I had an obsession (as opposed to special interest, which for me is like the difference between infatuation and love).
StarTrekker wrote:
Why do you consider an interest in Jewish people to be embarrassing?
I wasn't embarrassed by it when I had the obsession, but I am now, because I think it's weird to get that into a culture not my own, and knowing that it was likely just an aspie obsession, and not down to actual spirituality makes me feel bad about myself for how far I was willing to go. In my teens I thought I wanted to convert to Judaism.
It started with me getting interested in Holocaust at 11 because we learned about it in school, then at 12 I began to think about the meaning of life and seeking answers. Despite having been an atheist all my life I looked into different religions and became obsessed with Judaism, and in so doing also became obsessed with Holocaust, how and why it happened, the psychology behind it.
The latter is still an interest in the way that things like The Third Wave and similar are the kind of movies and books that impact me outside of my fave genres (horror, fantasy, sci fi).
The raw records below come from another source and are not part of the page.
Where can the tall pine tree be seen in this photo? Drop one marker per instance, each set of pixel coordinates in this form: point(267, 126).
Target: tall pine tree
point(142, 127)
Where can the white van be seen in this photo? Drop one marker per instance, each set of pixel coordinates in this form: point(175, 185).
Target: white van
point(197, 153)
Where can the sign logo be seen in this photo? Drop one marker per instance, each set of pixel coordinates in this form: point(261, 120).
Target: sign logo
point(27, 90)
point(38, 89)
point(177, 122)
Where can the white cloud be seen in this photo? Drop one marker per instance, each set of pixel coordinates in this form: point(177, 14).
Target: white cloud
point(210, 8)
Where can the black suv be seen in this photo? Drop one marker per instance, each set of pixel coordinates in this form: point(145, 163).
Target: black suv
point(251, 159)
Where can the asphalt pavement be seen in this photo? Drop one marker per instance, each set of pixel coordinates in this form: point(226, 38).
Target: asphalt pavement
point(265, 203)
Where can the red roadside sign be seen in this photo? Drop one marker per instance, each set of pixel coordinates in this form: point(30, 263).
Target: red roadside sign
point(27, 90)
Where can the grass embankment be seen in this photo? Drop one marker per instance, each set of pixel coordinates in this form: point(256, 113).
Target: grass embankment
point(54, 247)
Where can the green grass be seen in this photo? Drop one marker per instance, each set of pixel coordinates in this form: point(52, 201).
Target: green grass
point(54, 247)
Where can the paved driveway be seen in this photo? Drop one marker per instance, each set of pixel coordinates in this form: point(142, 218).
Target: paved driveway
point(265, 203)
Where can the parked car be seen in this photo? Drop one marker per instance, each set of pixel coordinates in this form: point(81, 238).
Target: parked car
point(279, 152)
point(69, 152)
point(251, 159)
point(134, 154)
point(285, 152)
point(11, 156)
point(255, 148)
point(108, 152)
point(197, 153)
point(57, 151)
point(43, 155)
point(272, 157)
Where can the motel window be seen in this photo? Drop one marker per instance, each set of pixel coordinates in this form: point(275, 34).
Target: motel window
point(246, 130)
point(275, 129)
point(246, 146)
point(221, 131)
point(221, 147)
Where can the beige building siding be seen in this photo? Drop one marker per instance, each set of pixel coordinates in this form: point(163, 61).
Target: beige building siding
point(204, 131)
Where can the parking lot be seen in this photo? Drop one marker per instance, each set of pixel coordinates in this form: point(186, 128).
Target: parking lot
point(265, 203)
Another embarrassing thing I had an obsession on once was adoptions (especially international ones) and how adoptees, adopters and the adoptive family's biological children viewed it. The good thing that came out of it was that I learned more about the different views which means I am better equipped to react right if someone brings it up at some point. Knowing better how to deal with people is always a good thing in my book.
Still, it was a really weird thing to be obsessed with, seeing as it doesn't have any bearing on my life at all. This is the only place I would even admit it.